Financial Markets Lure Compulsive Gamblers Fast Turnover, Speculative Nature Of Commodity And Option Trading Provides Perfect Setting For Problem Gambling

Associated Press

Judah Harris used to see himself as an unlucky investor but says he now realizes he was simply a compulsive gambler, one who placed bets with stockbrokers rather than at casino gaming tables or horse tracks.

Harris tells about lying to his friends, family and employers so he could spend the day in a broker’s office, watching the stock market. Often, he says, he would “double up” his investments late in the day, just as hooked horse players do on the last race.

Having run through more than $600,000 in bad bets on the big board and gone through bankruptcy, the 60-year-old attorney wants other stock market players to be forewarned.

“A gambling casino is more forthcoming than most stockbrokers,” Harris says. “At least the casinos say openly what you’re doing is gambling.”

Harris once lost $60,000 in one day in a frantic binge of option trading. He says brokers never urged him to slow down, beyond having him sign the required form stating that options are a risky investment.

He hit bottom two years ago. “I was called into my employer’s office and told I’d been seen in a brokerage house during work time. I had lost jobs in the past - and most of two inheritances - because of problems related to gambling.”

He saved his job by agreeing to join Gamblers Anonymous and get professional counseling.

That’s when he met Dr. Marvin Steinberg, a psychiatrist who heads the Connecticut Council on Compulsive Gambling. In the past year, Harris and Steinberg have traveled around the country, talking with counseling groups about problem gambling in the stock market.

Steinberg recently sent a questionnaire to Connecticut stockbrokers, asking whether they and their clients ever use the market to gamble irresponsibly. He got replies from 57 brokers.

Steinberg said his findings have led him to believe brokers tend to have more severe gambling problems than do their clients. “Many brokers who have been targeted as ‘bad’ or ‘rogue’ brokers are unrecognized problem gamblers,” he said.
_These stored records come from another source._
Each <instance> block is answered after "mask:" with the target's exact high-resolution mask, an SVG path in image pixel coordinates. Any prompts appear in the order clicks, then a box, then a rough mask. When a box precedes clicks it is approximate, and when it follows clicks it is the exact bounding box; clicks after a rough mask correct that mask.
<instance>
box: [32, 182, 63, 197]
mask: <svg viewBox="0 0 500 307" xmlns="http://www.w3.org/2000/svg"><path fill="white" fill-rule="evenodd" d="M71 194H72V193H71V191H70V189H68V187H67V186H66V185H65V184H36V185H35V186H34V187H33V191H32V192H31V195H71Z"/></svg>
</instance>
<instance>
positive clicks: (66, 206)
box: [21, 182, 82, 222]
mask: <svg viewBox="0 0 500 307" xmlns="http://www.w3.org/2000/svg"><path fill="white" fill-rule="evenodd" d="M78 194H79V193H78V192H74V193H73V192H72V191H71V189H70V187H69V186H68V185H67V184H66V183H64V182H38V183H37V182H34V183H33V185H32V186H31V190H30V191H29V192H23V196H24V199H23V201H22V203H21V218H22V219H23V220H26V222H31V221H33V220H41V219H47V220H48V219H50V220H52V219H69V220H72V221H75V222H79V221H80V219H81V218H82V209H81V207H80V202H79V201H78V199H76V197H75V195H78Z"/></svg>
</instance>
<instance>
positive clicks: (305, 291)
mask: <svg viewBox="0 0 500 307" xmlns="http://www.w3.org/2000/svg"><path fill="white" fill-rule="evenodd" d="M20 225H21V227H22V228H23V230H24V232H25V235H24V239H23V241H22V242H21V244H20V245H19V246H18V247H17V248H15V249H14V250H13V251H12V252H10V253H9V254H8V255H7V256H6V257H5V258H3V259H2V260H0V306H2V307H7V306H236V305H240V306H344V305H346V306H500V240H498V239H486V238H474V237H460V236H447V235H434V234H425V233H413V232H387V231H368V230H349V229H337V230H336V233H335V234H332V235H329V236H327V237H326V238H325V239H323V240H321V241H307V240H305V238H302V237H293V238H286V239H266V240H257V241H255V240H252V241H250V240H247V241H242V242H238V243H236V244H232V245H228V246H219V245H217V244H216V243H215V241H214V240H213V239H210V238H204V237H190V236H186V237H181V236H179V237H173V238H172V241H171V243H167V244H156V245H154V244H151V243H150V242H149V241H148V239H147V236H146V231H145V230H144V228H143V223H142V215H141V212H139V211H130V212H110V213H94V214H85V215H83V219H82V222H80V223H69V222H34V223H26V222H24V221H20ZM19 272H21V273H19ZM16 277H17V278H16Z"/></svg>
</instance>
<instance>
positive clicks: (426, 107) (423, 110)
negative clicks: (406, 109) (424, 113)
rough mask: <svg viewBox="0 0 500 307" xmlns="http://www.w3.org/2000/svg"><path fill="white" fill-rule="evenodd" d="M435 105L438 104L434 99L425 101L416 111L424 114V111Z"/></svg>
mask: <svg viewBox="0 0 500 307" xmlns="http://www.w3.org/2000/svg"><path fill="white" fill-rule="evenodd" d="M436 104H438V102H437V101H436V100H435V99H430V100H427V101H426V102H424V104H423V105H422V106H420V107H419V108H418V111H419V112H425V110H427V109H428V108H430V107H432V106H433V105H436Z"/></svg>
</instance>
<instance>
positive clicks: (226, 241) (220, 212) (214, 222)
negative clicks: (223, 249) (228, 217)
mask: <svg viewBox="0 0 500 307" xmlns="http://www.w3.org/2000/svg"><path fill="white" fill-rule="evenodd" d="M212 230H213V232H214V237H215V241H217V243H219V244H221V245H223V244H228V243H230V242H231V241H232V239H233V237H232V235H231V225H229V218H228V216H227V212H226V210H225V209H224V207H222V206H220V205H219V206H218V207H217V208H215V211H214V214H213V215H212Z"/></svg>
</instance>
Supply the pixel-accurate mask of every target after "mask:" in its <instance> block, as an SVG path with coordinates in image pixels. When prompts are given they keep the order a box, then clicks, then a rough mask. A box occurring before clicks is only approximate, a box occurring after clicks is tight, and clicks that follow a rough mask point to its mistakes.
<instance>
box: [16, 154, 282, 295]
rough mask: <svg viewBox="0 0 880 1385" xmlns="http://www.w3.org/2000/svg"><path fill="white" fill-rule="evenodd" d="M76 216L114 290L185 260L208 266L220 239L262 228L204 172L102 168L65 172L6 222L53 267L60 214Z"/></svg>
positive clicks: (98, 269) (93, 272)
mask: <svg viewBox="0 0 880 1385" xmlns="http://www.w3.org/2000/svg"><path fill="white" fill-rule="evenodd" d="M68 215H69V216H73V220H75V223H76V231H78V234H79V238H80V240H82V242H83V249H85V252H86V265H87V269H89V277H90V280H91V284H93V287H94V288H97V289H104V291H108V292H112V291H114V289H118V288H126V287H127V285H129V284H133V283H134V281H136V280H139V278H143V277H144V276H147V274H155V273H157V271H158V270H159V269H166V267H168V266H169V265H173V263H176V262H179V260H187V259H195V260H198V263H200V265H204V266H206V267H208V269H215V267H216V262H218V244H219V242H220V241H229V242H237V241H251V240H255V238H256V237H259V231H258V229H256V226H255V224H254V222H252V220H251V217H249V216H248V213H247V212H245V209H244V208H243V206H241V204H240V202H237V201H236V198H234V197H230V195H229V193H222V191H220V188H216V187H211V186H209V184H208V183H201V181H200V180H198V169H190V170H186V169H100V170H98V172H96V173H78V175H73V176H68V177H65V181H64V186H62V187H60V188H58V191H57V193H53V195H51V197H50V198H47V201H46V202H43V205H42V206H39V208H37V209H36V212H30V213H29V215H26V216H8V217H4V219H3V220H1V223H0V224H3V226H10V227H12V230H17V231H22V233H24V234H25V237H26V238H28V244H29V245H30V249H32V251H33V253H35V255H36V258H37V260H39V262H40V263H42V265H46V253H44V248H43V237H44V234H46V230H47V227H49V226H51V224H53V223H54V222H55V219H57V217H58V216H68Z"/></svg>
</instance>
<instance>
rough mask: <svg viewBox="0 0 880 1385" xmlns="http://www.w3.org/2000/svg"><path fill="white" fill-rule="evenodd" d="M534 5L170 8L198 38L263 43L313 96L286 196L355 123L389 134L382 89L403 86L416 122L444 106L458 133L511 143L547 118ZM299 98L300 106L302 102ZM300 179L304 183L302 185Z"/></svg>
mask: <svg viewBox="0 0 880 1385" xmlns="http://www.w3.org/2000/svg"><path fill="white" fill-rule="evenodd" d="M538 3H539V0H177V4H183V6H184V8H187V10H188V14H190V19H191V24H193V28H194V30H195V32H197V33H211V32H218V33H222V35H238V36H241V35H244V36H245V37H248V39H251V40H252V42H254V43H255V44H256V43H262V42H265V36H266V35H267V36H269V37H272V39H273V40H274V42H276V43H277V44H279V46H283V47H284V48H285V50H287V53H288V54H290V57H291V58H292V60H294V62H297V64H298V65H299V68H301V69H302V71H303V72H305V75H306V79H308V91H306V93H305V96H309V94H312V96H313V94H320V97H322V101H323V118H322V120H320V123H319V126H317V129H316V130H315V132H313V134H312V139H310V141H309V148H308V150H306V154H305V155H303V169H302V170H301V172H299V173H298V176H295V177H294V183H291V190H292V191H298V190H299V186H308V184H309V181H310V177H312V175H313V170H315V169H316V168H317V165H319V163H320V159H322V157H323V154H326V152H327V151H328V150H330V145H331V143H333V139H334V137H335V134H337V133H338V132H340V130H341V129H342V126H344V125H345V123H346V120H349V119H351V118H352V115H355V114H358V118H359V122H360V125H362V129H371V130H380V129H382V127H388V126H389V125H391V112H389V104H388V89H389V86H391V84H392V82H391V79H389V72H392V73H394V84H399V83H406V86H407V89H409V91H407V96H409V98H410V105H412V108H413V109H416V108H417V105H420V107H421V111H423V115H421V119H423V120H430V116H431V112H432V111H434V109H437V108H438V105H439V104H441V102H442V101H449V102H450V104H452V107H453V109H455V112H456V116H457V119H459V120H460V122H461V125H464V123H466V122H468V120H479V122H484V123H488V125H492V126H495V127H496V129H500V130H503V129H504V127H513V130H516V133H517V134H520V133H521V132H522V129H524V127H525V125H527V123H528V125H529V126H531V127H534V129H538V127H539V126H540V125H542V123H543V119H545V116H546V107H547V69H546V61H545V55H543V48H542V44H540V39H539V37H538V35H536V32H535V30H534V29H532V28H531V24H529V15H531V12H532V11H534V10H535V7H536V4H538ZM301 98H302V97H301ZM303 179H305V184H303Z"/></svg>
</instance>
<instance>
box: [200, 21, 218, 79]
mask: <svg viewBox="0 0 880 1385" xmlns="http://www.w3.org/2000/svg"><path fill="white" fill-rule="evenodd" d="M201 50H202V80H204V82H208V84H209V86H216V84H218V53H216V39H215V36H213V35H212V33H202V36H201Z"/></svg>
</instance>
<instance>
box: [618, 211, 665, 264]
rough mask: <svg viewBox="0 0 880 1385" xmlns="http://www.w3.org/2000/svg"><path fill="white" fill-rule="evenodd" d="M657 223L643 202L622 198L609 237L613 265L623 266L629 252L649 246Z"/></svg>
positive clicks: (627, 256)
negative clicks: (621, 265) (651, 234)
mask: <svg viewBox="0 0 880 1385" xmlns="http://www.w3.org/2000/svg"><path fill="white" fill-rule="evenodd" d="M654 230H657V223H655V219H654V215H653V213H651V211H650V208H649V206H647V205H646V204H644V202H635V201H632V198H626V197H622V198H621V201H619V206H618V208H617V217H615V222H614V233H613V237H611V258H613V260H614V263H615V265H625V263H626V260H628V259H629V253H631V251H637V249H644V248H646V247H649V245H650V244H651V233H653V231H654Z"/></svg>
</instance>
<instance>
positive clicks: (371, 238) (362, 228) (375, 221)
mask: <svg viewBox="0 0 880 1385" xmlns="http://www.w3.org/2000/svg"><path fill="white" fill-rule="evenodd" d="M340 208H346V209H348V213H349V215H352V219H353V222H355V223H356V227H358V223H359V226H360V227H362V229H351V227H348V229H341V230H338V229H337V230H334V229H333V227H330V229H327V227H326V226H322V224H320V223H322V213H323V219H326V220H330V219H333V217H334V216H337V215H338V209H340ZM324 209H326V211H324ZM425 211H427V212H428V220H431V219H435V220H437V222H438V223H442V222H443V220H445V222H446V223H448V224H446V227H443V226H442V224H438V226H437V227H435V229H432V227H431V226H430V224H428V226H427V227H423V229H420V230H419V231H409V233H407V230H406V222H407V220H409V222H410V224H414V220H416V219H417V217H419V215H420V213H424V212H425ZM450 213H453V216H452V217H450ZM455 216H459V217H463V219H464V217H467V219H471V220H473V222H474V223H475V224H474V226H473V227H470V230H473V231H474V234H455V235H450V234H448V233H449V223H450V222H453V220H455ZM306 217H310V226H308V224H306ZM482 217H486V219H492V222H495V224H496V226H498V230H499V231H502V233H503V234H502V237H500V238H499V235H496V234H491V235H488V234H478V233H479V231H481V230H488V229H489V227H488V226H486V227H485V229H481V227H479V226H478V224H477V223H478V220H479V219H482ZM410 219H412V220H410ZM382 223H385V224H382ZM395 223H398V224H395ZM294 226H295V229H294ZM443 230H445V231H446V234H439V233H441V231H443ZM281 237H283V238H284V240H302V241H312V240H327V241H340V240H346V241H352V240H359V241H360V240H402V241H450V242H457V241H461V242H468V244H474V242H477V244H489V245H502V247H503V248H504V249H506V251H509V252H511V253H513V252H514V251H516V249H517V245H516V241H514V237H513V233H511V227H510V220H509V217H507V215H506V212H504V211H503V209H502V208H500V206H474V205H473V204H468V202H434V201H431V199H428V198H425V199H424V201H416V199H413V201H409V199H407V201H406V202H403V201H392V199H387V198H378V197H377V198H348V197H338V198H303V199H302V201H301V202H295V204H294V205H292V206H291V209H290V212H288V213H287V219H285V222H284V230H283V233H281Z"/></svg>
Paul Ashe, president of the National Council on Compulsive Gambling, says his organization, which includes groups in 22 states, last year received more than 18,000 telephone calls from problem gamblers. Many had lost all their money in the stock market.

“One man who came to me later committed suicide because of stock market losses,” said Ashe, who serves as executive director of the Florida Council on Compulsive Gambling.

A former investment banker, Ashe says the fast turnover and speculative nature of commodity and option trading provides a perfect setting for problem gambling.

Chris Anderson, executive director of the Illinois Council on Problem & Compulsive Gambling, is himself a former stockbroker who gambled recklessly in the market.

“I lost my family and my home,” he says. “I know a lot of stockbrokers who are problem gamblers, especially those who are floor traders in the options market here in Chicago.”

Anderson said the investment industry cringes whenever gambling is linked with the stock market.

“There’s complete denial,” he said, “but all you have to do is pick up a newspaper and read about the recent tremendous losses bond funds have suffered in connection with the derivatives market. All they were doing, in this case, was betting on which way interest rates would go; if that isn’t gambling, what is it?”

The nation’s stockbrokers and brokerage houses are scrutinized by the National Association of Security Dealers, a self-regulatory organization that includes 5,300 firms and 490,000 brokers.

In 1993, the NASD levied $33 million in fines against its members, ordered restitution of almost $11 million to maligned investors, expelled 41 firms and barred 404 stockbrokers.

But Ashe and Steinberg say the industry, while it regulates illegal and unethical activity, doesn’t do enough to discourage self-destructive investors like Judah Harris.

In retrospect, Harris says, he has only himself to blame for his compulsive investing.

“I used to think people who played the horses were idiots. I considered myself to be an investor, and felt I was operating on a high plane, higher than my job, even. But I know now that it was selfdelusion.”